Natural frequency The frequency at which a system tends to oscillate is called its natural frequency. Each string on a guitar oscillates with a different natural frequency. A guitar string that plays the note middle C has been tuned to have a natural frequency of 262 Hz.

Resonance Resonance occurs when the periodic force is applied at the natural frequency.

Transverse waves A transverse wave causes oscillations that are perpendicular to the forward motion of the wave. Examples: waves in a string light waves

Longitudinal waves A longitudinal wave causes oscillations that move back and forth in the same direction as the traveling wave. Examples: sound waves the waves in a spring as shown in this figure Move a Slinky® rapidly forward and back to create a longitudinal compression wave.

Describing waves- more terms A crest represents all the high points in a wave. A trough is all the low points in the wave.

Boundaries Reflection occurs at boundaries where conditions change—such as the edge of a pool or a wall in a room. The kind of reflection that occurs depends on whether the boundary is fixed or open.

Fixed boundaries A fixed boundary does NOT move in response to a wave. The wave pulse reflects on the opposite side of the spring. This behavior can be explained with Newton’s third law. The incoming pulse in the spring pulls UP on the wall, and the wall pulls DOWN on the spring.

Open boundaries An open boundary allows the end of the spring to move freely. The wave reflects on the same side of the spring as the incident wave.

Refraction Refraction occurs when a wave changes speed at a boundary, resulting in a change of direction. Water waves refract if the depth changes.

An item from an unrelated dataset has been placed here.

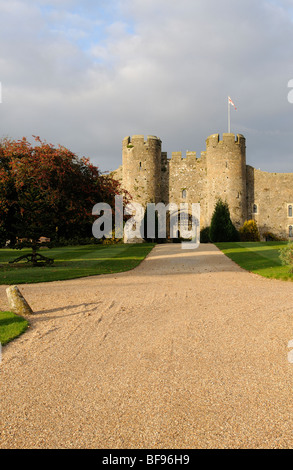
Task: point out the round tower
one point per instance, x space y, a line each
141 173
226 175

They refract because they move slower in shallow water than in deep water.

Refraction and frequency Recall: When wave velocity changes during refraction, the wavelength also changes. But frequency CAN’T change: Every wave that enters the boundary must exit the boundary. Therefore, the number of waves per second must stay constant.

Diffraction Diffraction is a property of waves that allows them to bend around obstacles and pass through gaps. Diffraction often changes the direction and shape of a wave.

Superposition principle The superposition principle says that the total amplitude at any point equals the sum of the amplitudes of all of the waves that occur at that same place and time.

Constructive interference When more than one wave is present, they can combine to make a larger or smaller amplitude wave. If the result is a larger amplitude wave, constructive interference has occurred.

Destructive interference Two waves can also add up to make a smaller wave. When two or more waves add up to make a smaller amplitude wave, destructive interference has occurred. If the amplitudes are exactly matched, there can be total destructive interference.

Standing waves Standing waves occur when a wave and its reflection interfere constructively. To make a standing wave, continuously launch wave pulses by shaking one end of a spring. If the rhythm is just right, each new pulse adds constructively to the reflection of the previous pulse.

Nodes and antinodes A node is a stationary point where the amplitude stays zero. An antinode is a point of maximum amplitude.

Natural frequencies At different frequencies, different standing wave patterns appear on a vibrating string. The fundamental is also called the first harmonic. The lowest frequency and longest wavelength wave is the fundamental.

Natural frequencies At different frequencies, different standing wave patterns appear on a vibrating string. The lowest frequency and longest wavelength wave is the fundamental. The next higher frequency wave is the second harmonic, at twice the frequency of the fundamental.

Natural frequencies The third harmonic has three times the frequency of the fundamental, and so on. Each harmonic is a vibrating mode of the string. A mode is a characteristic pattern of vibration that occurs at a resonant frequency of the system. The natural frequencies of a system are the frequencies of its resonant modes.

Applications of resonance Technologies such as musical instruments and microwave ovens are systems designed to create resonance at the desired frequencies.